Tissues were perfused with cold phosphate-buffered saline (PBS) solution by cannulation of left ventricle. Afterwards tissues were embedded in TissueTek (Sakura Finetek Europe B.V., Alphen aan den Rijn, the Netherlands) on dry ice for cryofixation, paraffin embedded, or placed in frozen nitrogen. Different histological and immunohistological stainings were performed and analyzed with a Leica DM4000 M RL microscope mounted with a Leica DFC 425C camera (Leica Mikrosysteme GmbH, Wetzlar, Germany). Quantitative measurements were performed with ImageJ software (National Institutes of Health, Bethesda, MD, USA).
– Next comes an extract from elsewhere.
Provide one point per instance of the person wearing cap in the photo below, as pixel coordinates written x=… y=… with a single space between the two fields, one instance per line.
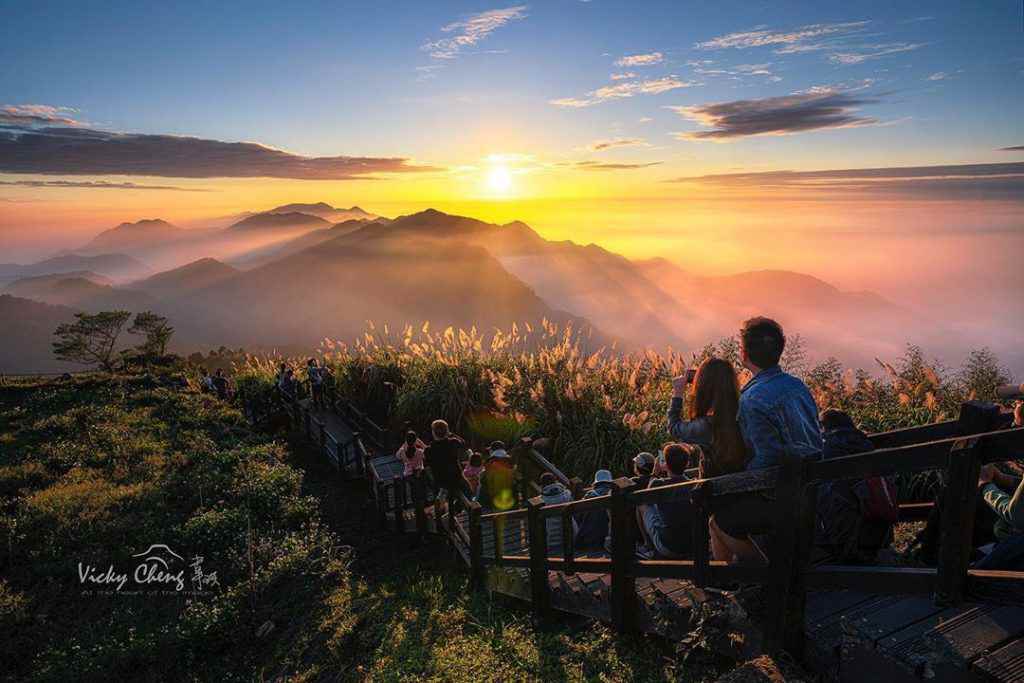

Real-Time PCR mRNA was extracted using the commercial kits RNAlater and RNeasy (Qiagen, Hilden, Germany) with proteinase K digestion before RNA extraction to maximize mRNA yield. Integrity and amount of mRNA were analyzed by capillary electrophoresis (Agilent Bioanalyzer 2100; Agilent Technologies, Böblingen, Germany). Reverse transcription and real-time PCR were performed with Applied Biosystems 7500 Fast Real Time PCR System (Applied Biosystems, Foster City, CA, USA) according to the manufacturer’s instructions. The expression level in untreated mice was arbitrarily assigned the value 1.0, and all other expression values were expressed as fold changes thereof. Values were analyzed using REST software tool (Quiagen, Hilden, Germany).
We performed ANOVA with Bonferroni’s post hoc analysis using GraphPad Prism 5 software (GraphPad, San Diego, CA, USA) to estimate the overall differences between experimental groups. Confidence intervals over 95% were regarded as significant.